"...so I went to Australia instead of New Zealand because I needed to be somewhere that they speak English, you know?"
I'm standing, mouth agape, unaware of the stack of hardbacks that are becoming heavier the longer I stand here with my new employee.
"I get it, you're well traveled," I manage after a moment. "Will you grab the ladder?"
She turns her body around in a full circle two times, ostensibly trying to locate the ladder directly behind her.
I never traveled. I made my choices early on and none of them involved being born into money. I have managed to move from bookstore to bookstore, closing each one and escaping as print becomes extinct. I found this niche a few years ago, on what was a dank corner of South Broadway, but since I bought the store my neighbors have been run out by trendy restaurants and brew pubs. It's just me and Joe, my friend across the street with the tattoo shop. We outlasted the onslought. Lucky for him, Trendies like their tattoos. Lucky for me, Trendies like browsing used bookstores. Lucky for him and I, we like brew pubs. The one next door makes a killer amber. Although last month, a few of the pubs decided to all brew the same beer, some sort of solidarity thing. If there was another bookstore still alive, I'd love to partner with them and do something cool like that. Not brew, clearly, but something that would unite us and give us strength. Anyway, there were six pubs who all decided to brew this heinous banana beer that tasted like Laffy Taffy. Mike- the pub owner- talked me into trying it. All I had to say after making a face was "The hell...?" He laughed. "The kids love it,".
"You're not supposed to be serving children," I smiled and pushed the beer back toward him. Joe, who was sitting across from me, took one sip, rose form his seat with the beer, walked behind the bar and poured it down the sink.
I surveyed the pub. At capacity it holds-maybe- 50 people. There were about 20 of us that Saturday afternoon, and we're all within ten years of Mike's age, which I know to be 50 because we threw him a birthday party.
I am still standing in my shop, staring at my new employee, wondering again how I managed to hire her.
For all the millions of bodies cramming my native state over the last two years, the quality of my applicants has not increased. The number has not increased, either, which makes me wonder what all these people do for a living. They aren't working in used book stores, that's for sure. But they sure can stand to drive the property values and rents so sky high that the homeless population in the parking lot behind the shop has increased exponentially. They built a new apartment building three blocks away, and built a skate park next to it. There are three permanent homeless residents in the skate park, two of whom used to work in the Antique Mall that stood where the apartments now are.

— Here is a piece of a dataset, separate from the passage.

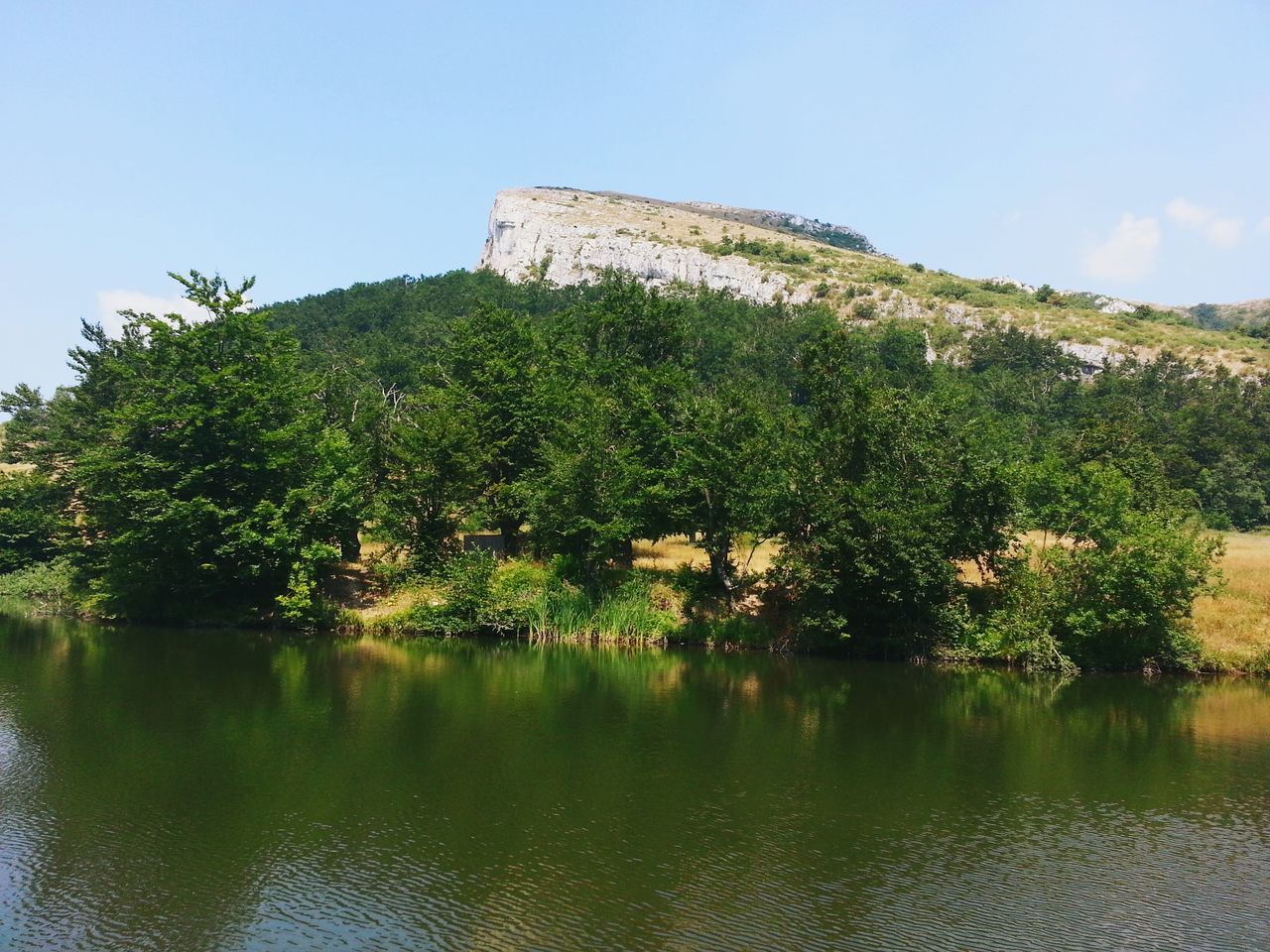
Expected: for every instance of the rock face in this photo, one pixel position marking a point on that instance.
(571, 236)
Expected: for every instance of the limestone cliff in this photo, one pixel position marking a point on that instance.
(570, 236)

If you go north seven blocks, there is a theatre that lives in a renovated church. They have also managed to hang on through all of this, doing primarily regional premieres and no musicals. Occasionally they produce local playwrights, which is kind. How they are hanging on without doing musicals, which is what everybody wants to see, is beyond me. The three of us are a weird Trifecta: Tattoos, Used Books and Theatre. We meet on Sunday afternoons at the pub. I find books for the Artistic Director, he buys me wine when I come to the shows. We have tattoos.
I realize I'm just staring at my new employee as I wool gather.
"What language do they speak in New Zealand?" I ask earnestly.
"New Zealander I guess. I don't know I didn't go there."
"Where did you say you went to college?"
"CU Boulder," she says it like a valley girl, reminding me that she moved here from California.
"That's right, " I say casually. "My alma mater."
She looks at me silently. I smile. She continues the blank stare.
"Which word is tripping you up?"
"What?" Blink. Blink.
Sigh. I can't, it's too easy.
"The ladder? Behind you."
She shakes her head as if she's trying to clear it after an all nighter at the Sorority house. She then turns in two full circles, again, and locates the ladder which has not moved on its own. It is still directly behind her.
"These ladders are so cool. I saw them in this library in Italy."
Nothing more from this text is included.